Earlier this week, the Federation of Canadian Municipalities did a useful thing by releasing its own platform — ostensibly a wish list of issues to improve quality of life in communities across the country. The platform asks federal parties to commit billions of dollars to local transit, cutting emissions and helping towns and cities prepare for and mitigate the challenges of climate change.
All sorts of infrastructure requires strengthening in the face of extreme climate — roads, bridges, sewer and water systems. This is especially important given that provincial governments, certainly Ontario's, are barely lifting fingers to help municipalities plan and cope. Fair enough, and ample reason for the federal government to open channels and work directly with local governments that are closest to the ground, feel the impact most and are in the best position to act quickly and practically.

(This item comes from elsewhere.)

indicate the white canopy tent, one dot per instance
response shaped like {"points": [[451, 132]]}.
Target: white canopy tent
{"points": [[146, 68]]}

To be fair, it's not as if the feds do nothing now. Through the Gas Tax Fund, Ottawa sent $2.2 billion to 3,600 municipalities last year. But as the FCM points out, things are getting more drastic quickly, and more is needed, so the platform's call to double the gas tax contribution is timely and appropriate.
Climate change isn't the only issue that manifests nationally and locally. Consider housing.
Across the country, housing issues mean different things. In the most expensive cities — Montreal, Toronto and Vancouver — the top priority might be affordability, which is why the Liberals, for example, want to offer more assistance to first-time home buyers in those cities.
Getting young families into houses is an issue here, too, but not as much as the affordable and social housing crisis. Hamilton has a waiting list of 6,700 individuals or families waiting for subsidized housing. The Trudeau Liberals' housing strategy committed $170 million over a decade, but the city hasn't seen that money yet. That money and more is needed to address the crisis, including repairs to 6,000 or so existing units.
On housing, too, cities cannot count on support from the province, which has basically turned its back on municipal issues other than cutting money. The Trudeau government's national housing strategy is one option, and other parties may have others. But we need to keep housing front and centre. It's an issue that resonates more in Hamilton than many other places.
The same is true of pension reform. We have the lived experience of Stelco, where thousands of pensioners faced the threat of losing benefits and income. The Liberals pledged to support pensioners, but haven't come close to reforming legislation to give pensioners more rights in situations like bankruptcy. That has caused the steelworkers union to set its sight on the Liberals, which is fair enough. But will other parties promise the reform pension protection? Can you picture Conservatives doing so?